Why can’t I use ::eid in my function spec :args?

danielcompton01:07:58

@twashing I can load this into a REPL fine:

(defn bar [])

(s/def ::eid (s/with-gen (s/and number?
                                pos?
                                #(instance? java.lang.Long %)
                                (complement nil?))
                         gen/int))

(s/fdef bar
        :args (s/cat :a any?
                     :b ::eid)
        )
how are you generating the error?

twashing01:07:06

It’s the function that generates generative tests, based on the function spec.

twashing01:07:14

... one sec, lemme find it.

twashing01:07:15

clojure.spec.test/check

souenzzo03:07:45

::stuff is a map with a fixed key :data that will never change,.
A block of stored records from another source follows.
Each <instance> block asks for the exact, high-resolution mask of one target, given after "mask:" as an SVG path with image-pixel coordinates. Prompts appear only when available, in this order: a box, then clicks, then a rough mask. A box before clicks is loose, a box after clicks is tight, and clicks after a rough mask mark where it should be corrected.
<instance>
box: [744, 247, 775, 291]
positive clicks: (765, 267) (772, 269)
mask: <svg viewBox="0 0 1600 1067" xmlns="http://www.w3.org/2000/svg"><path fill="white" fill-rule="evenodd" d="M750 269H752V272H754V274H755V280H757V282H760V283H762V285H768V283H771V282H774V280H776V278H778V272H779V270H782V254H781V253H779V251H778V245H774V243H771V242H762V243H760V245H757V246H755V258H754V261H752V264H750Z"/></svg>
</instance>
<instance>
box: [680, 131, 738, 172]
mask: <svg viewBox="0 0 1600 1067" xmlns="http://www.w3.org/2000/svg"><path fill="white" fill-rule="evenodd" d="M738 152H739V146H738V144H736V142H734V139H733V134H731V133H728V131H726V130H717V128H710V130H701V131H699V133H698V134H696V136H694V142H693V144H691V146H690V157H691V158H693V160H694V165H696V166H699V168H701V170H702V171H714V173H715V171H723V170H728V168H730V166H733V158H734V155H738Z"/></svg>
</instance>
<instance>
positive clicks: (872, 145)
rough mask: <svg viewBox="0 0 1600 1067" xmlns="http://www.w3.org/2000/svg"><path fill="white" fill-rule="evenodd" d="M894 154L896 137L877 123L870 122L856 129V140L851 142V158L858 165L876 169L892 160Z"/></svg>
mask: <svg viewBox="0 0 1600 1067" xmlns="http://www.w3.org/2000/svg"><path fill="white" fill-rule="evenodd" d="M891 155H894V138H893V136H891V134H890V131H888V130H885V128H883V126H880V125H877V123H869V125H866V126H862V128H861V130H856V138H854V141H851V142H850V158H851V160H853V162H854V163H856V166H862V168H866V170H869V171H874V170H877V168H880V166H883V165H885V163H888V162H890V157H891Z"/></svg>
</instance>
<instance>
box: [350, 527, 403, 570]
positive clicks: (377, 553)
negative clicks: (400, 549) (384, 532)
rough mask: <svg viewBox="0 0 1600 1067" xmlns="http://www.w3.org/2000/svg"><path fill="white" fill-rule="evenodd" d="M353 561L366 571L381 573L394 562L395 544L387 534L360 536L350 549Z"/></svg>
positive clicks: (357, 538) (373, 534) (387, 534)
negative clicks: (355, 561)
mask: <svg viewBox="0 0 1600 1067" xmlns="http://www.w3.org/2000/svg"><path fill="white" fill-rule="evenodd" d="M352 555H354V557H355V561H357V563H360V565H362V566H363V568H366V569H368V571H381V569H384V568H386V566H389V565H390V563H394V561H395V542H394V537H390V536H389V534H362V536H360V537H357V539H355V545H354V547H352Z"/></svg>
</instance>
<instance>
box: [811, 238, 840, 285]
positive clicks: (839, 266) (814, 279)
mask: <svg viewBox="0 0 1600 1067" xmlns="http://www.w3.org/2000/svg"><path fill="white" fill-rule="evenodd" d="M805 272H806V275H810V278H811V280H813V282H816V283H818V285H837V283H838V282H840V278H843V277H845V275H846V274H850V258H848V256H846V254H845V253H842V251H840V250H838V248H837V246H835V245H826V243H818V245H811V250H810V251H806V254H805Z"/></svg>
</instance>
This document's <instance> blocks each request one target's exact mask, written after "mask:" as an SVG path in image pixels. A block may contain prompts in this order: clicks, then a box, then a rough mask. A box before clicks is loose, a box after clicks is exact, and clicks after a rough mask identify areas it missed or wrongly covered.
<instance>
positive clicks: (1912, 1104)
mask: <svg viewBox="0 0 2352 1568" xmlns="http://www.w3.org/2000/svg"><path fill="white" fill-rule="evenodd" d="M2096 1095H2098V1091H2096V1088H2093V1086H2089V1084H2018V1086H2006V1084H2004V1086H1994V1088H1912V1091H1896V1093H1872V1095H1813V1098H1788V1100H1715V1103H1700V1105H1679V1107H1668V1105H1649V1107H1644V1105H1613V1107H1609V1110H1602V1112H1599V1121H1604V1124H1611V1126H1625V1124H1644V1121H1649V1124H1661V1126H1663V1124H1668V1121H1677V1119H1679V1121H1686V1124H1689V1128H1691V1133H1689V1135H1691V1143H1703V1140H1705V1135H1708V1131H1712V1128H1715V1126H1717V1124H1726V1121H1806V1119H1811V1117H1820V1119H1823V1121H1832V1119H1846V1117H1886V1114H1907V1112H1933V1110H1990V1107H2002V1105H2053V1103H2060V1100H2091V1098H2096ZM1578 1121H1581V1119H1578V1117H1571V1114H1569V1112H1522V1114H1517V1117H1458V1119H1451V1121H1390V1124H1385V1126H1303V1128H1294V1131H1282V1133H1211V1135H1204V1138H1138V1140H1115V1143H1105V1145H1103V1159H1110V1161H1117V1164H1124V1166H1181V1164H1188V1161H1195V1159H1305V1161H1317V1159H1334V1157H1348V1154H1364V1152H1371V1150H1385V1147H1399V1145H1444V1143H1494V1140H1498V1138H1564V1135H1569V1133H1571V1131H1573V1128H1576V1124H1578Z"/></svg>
(s/def :foo/data (s/keys :req [:relevant/key :another.relevant/key]))
(s/def ::stuff (s/keys :req-un [:foo/data]))
There is some how to "omit" :foo/data definition?

joost-diepenmaat10:07:42

what’s the recommended way to run spec checks during automated testing? we’re currently using lein test with clojure.test and it would be nice to use something like the solution here https://stackoverflow.com/questions/40697841/howto-include-clojure-specd-functions-in-a-test-suite

joost-diepenmaat10:07:34

if I have to I can copy & paste and adapt that code but it would be nice to have a supported library

gfredericks11:07:46

@joost-diepenmaat if you paste it into https://github.com/gfredericks/schpec and make a PR, I'll release it not sure if that counts as "supported" or not

jpmonettas14:07:26

hi everyone! I'm trying to understand how to match :clojure.spec.alpha/problems inside :clojure.spec.alpha/value in explain-data result independent of the specs that were applied and I'm having some trouble

jpmonettas14:07:19

so the thing is that seeing a problem in [::k 1] you don't know if it means, it's the value of that key, or it's the element at pos 1 of a seq in the value of that key

jpmonettas14:07:23

does it make sense?

bronsa14:07:17

you're right in your analysis, it's been discussed before and it's logged in that ticket

jpmonettas14:07:45

great, thx a lot @bronsa

urbank16:07:27

So I'm wondering, is spec with s/def + s/valid? supposed to replace predicate functions? Otherwise I find it hard to decide what should be a spec and what should just be a function

urbank17:07:42

Oh, I suppose that isn't really a good question. More pertinent would be whether new predicates should be written as anon functions in s/def or should s/def refer to a named predicate function

rickmoynihan10:07:24

depends… sometimes the predicate function is generic and reusable but the s/def can give it a more specific name/abstraction. e.g. (s/def ::user-id integer?) (s/def ::post-id integer?)

rickmoynihan10:07:57

othertimes the predicate is too specific to be reusable, so just keep it anonymous.

rickmoynihan10:07:13

(No idea if this is best-practice btw… but it’s what I’ve been doing)

assoc-in17:07:04

I am wondering how I would write a spec for a nested map. I have something like this {:1 {:user-id 1 :username "bob"} :2 {:user-id 2 :username "jim"}} Where I have a (s/def ::user (s/keys :req-un [::user-id ::username])). I know how to do this if I had a vector of users by using (s/coll-of ::user), but how would I approach this with having the map keys being the ::user-id spec and the values of each map being the ::user?

bfabry17:07:11

@assoc-in (s/map-of keyword? ::user)

assoc-in17:07:21

@bfabry Ah yes I didn't see that looks like just what I needed. Thanks!